Here's How St. Louis Police Tried to Keep America From Seeing What Happened in Ferguson

Impact

The news: For 10 days in August, media helicopters were barred from covering the police crackdown on protests in Ferguson, Missouri, over the shooting death of teenager Michael Brown. What was purported to be an issue of public safety was actually an effort to keep the media from capturing what was really happening on the streets of the Missouri suburb. 

"They finally admitted it really was to keep the media out," said one FAA manager about the St. Louis County Police in a series of recorded telephone conversations obtained by The Associated Press. "But they were a little concerned of, obviously, anything else that could be going on."

Elsewhere, managers for the FAA describe how police officials allowed them to maintain normal procedures for all nonmedia commercial aircraft.

Why you should care: Basically, the cops tried to prevent you from seeing more images like this:

Scott Olson/Getty Images

As the Associated Press notes, the no-fly zone is evidence that the police cracking down on protesters in Ferguson actively conspired "to suppress aerial images of the demonstrations and the police response by violating the constitutional rights of journalists with tacit assistance by federal officials."

In other words, it wasn't a no-fly zone. It was a no-information zone. The St. Louis County police simply didn't want the media to show American what was happening on the ground.

Sadly, this is exactly what reporters on the ground experienced as well. That same week, reporters Ryan J. Reilly and Wesley Lowery were assaulted and arrested by police inside a local McDonald's before being released. Police also fired tear gas at an Al Jazeera America news crew and dismantled their equipment. Then there was the infamous incident involving "Officer Go Fuck Yourself," a rifle-toting cop who repeatedly threatened to murder journalists:

These and other abuses might be why Amnesty International found evidence of "human rights abuses" in Ferguson following the Aug. 9 death of Brown, especially media suppression.

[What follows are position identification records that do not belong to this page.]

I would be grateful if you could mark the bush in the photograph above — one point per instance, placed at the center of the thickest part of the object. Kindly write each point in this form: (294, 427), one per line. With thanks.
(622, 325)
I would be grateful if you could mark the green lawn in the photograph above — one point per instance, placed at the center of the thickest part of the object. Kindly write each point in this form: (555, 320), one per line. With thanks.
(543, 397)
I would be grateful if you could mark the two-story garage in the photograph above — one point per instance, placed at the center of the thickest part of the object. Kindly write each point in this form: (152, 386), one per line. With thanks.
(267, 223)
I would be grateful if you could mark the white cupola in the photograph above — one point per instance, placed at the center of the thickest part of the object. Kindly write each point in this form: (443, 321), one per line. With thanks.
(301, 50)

"From Aug. 13 through Oct. 2, at least 19 journalists and members of the media have been arrested by law enforcement with others subjected to tear gas and the use of rubber bullets," the group wrote in a report. "Reporters for CNN, Al Jazeera America, and other outlets report being harassed or physically threatened. Likewise, legal and human rights observers have also faced arrest for carrying out their roles." In one incident, Intercept journalist Ryan Devereaux and Bild reporter Lukas Hermsmeier were fired upon with rubber bullets.

As it turns out, Ferguson's police don't seem to have been very concerned with protecting anyone's rights at all.